Earlier this year at the African Union meeting on Maritime and Security Somali’s deputy Premier Abdulrahman Adan Ibrahim Ibbi noted.
“If the international community wants to limit acts of piracy, it has to help Somalis keep illegal foreign fishing and toxic waste dumping away from their coasts,” Deputy Prime Minister Ibbi said. “We appeal the delegates attending this assembly to share with my government the clearance of toxic material and nuclear waste containers dumped in African coastal areas,” he added. Some of the containers came to surface when tsunami tidal waves hit Indian Ocean countries in 2004, he added in a speech.
I travelled to Kenya’s northern most coastal island to inquire if the side effects of the dumping in Somali waters had been felt in the Kenyan islands.
“We have also heard about the dumping in Somali and we have been very much concerned. Together with our fisheries, police and marine officers we have been very keen monitoring aquatic life. So far we haven’t observed anything unusual.” Athman Dumila Mohd, the Lamu District Public Health Officer tells me. “Human beings can lie, but marine and aquatic beings cannot lie when exposed to any harmful toxic waste and poison. If the dumping is done in the ocean trust me dead fish will be floating all over the sea. They are very sensitive to ecological changes.”

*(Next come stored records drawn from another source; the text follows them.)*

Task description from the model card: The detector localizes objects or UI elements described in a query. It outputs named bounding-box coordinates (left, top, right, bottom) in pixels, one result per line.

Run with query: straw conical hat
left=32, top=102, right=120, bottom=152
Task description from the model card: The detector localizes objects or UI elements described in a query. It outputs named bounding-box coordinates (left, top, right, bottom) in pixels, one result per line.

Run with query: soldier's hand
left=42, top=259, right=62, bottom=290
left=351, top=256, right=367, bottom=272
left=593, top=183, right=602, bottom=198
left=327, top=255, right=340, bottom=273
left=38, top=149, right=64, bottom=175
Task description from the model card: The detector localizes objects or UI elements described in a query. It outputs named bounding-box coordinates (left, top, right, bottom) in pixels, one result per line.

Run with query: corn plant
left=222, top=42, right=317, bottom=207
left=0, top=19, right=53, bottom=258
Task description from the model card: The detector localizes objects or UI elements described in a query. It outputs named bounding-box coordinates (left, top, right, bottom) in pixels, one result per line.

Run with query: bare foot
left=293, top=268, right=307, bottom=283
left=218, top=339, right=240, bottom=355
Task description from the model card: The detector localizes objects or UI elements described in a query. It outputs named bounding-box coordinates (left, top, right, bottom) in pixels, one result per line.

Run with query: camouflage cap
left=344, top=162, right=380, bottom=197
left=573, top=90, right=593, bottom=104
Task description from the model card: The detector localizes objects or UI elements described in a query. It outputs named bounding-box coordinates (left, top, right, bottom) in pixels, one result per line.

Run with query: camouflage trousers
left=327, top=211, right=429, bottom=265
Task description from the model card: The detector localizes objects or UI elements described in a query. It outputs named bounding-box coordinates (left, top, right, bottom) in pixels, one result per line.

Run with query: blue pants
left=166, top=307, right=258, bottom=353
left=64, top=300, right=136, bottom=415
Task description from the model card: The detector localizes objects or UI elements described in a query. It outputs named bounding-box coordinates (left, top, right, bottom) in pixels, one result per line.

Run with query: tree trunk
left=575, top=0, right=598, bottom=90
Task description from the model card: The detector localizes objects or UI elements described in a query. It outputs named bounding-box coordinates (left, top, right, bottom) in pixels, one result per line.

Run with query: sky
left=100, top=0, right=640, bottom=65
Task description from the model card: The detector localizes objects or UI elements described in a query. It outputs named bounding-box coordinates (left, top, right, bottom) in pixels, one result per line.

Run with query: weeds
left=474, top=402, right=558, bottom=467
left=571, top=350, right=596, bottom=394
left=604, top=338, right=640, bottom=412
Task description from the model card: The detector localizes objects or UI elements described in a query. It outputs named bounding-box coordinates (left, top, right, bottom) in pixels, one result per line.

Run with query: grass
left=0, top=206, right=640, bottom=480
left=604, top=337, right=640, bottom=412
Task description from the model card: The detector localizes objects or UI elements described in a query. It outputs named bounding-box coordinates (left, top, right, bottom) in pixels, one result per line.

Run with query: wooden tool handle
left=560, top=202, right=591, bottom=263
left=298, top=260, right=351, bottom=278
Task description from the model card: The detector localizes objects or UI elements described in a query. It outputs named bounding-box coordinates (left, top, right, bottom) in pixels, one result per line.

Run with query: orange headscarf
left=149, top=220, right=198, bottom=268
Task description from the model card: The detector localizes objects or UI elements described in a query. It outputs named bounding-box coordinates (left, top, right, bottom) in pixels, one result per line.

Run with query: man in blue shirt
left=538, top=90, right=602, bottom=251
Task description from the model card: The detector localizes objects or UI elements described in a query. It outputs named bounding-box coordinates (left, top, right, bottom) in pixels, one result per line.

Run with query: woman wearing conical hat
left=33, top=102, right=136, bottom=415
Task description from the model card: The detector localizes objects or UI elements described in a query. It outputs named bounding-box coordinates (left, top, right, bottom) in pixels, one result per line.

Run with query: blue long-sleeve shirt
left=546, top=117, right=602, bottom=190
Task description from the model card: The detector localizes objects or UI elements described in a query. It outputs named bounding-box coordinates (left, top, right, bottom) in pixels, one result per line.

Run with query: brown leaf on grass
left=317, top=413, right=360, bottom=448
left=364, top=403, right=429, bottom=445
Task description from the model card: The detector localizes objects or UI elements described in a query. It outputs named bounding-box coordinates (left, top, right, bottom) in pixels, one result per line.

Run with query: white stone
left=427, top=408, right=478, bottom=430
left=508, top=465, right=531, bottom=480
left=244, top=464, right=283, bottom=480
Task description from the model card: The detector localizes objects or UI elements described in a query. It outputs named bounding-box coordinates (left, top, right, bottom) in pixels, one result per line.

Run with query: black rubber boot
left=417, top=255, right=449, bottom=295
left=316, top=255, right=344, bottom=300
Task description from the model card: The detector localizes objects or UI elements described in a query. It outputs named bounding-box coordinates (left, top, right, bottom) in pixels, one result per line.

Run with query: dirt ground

This being a sensitive matter affecting the Western Indian Ocean shelf and more so fish stocks I pose the same questions of toxic dumping to the Seychelles based authoritative Tuna commission, the Indian Ocean Tuna Commission (IOTC) Executive Secretary Alejandro Anganuzzi.
“This is the first time that we hear this claim. In the past, we have heard claims about the relationship between piracy and illegal fishing, but not a relationship between toxic dumping and the depletion to fish stocks.” says Anganuzzi. “There are no studies to support that claim. IOTC scientists have not looked into this issue, because there is no data on the nature and frequency of the toxic dumping in the past that could be related to depletion in the fish stocks. Nevertheless, it seems unlikely that dumping would have been at such a level that it would have affected a highly migratory and abundant resource such as the various species of tuna.”
It seems the dumping wasn’t in the Indian Ocean but in the Somali hinterland.
I seek out the international environmental watchdog Greenpeace for details. Patrizia Cuonzo of Greenpeace provides me with the latest Greenpeace report titled “The Toxic Ships: The Italian Hub, The Mediterranean Area and Africa” released in June 2010. The no-holds barred report traces the Mafia links to Somali toxic dumping and end up calling for an independent investigation on the Somali dumping:
“Based on the findings Greenpeace believes that: UN must carry on an independent assessment on the alleged dumping of toxic and radioactive waste in Somalia, particularly in the area of the port of Eel Ma’aan; EU must finally implement its own toxic waste prevention measures, which are one of the pillars of the EU waste policy; The Italian Government must create a strong coordination among all the investigative Authorities (Procura della Repubblica) which have been, and still are, working on the issue of toxic and radioactive waste trade, to identify and neutralize the network of people and enterprises managing the illegal waste trade shipped to Developing Countries (and possibly dumped into the sea) with the help of criminal networks and the support of State Civil Servants.”
And that explains the conundrum of toxic dumping.